Jeudi dernier, le comité des Nations Unies qui décide quelles organisations non-gouvernementales peuvent être accréditées aux Nations Unies, a une nouvelle fois rejeté la candidature de l’IGLHRC (International Gay and Lesbian Human Rights Commission).

L’IGLHRC, une ONG internationale qui s’occupe de la protection des droits des LGBT, a en effet déposé sa candidature, il y a trois ans, pour bénéficier, comme plus de 3000 autres ONG, d’un « statut consultatif » auprès de l’Ecosoc, le Conseil économique et social des Nations Unies.

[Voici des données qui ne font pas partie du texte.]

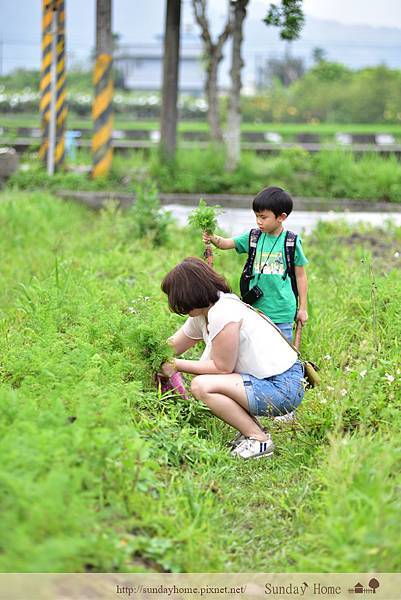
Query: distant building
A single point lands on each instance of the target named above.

Le comité des ONG des Nations Unies chargé d’accréditer les ONG est composé de 19 pays-membres. Si les États-Unis et le Royaume-Uni ont soutenu la candidature de l’IGLHRC, l’Égypte, le Soudan, le Qatar, le Pakistan, la Chine, la Russie, l’Angola et le Burundi ont voté contre et la Turquie s’est abstenue de voter, selon l’agence de presse Reuters.

DISCRIMINATION CONTRE UNE ASSOCIATION LGBT
« Nous n’avions malheureusement pas assez de votes de notre coté [pour faire le poids contre les pays tels que l’Égypte ou le Soudan], » a indiqué avec regrets un diplomate occidental à Reuters, ajoutant que l’IGLHRC remplissait pourtant bien tous les critères pour cette accréditation.

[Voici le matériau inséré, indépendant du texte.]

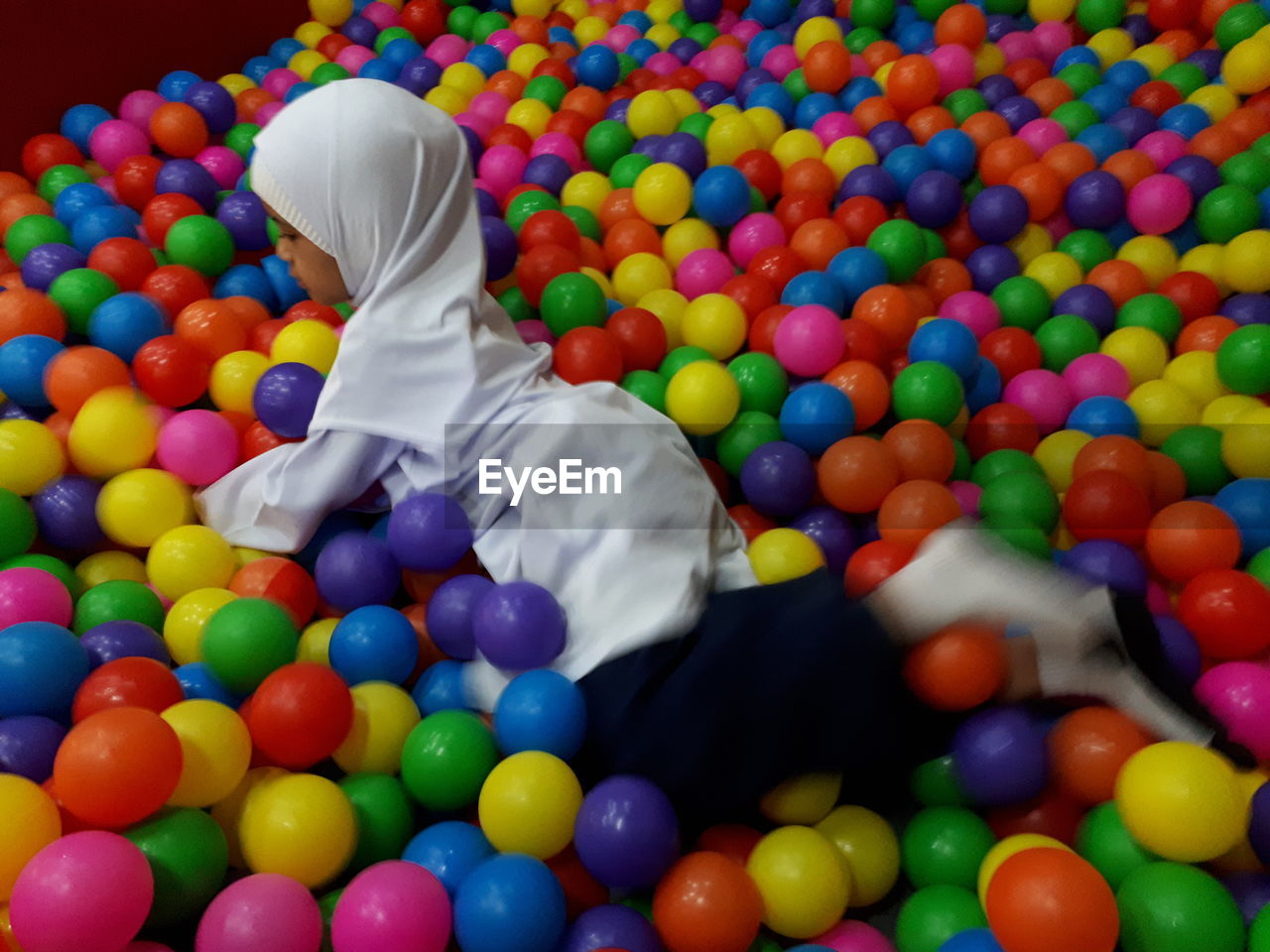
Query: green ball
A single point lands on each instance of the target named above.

Cary Alan Johnson, directeur exécutif de l’IGLHRC, cité par Reuters, s’est dit « déçu par le vote du Comité sur les ONG qui bloque notre candidature », ajoutant: « (C’est) un cas évident de discrimination contre une organisation parce qu’elle défend les droits humains des personnes LGBT à travers le monde et fait la promotion de la fin des discriminations fondées sur l’orientation sexuelle et l’identité de genre ».

Les États-Unis, qui soutenaient cette candidature, ont indiqué dans une déclaration que l’IGLHRC « a notamment contribué à des recherches précieuses sur le sida/VIH et que son travail est bien connu de ce comité ».

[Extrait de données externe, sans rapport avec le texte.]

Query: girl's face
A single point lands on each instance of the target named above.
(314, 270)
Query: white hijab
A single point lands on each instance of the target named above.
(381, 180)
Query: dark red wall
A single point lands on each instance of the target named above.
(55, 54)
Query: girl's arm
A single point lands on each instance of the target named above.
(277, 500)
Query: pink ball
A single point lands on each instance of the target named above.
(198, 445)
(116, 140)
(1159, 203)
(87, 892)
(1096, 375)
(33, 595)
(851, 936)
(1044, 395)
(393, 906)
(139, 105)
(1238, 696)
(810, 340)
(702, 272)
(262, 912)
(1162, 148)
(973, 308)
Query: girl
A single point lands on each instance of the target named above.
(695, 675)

CONTRAIRE AUX PRINCIPES DES NATIONS UNIES
« Cette acte de simple discrimination est contraire aux principes des Nations Unies, de l’Ecosoc et du comité des ONG »,  a remarqué à son tour la délégation britannique, exprimant son « profond regret » pour cette décision.

Malgré le vote du comité, Reuters cite une source anonyme selon laquelle les États-Unis et les pays européens pourraient forcer l’accréditation de l’IGLHRC auprès de l’Ecosoc lui-même, une stratégie qui pourrait s’avérer plus payante.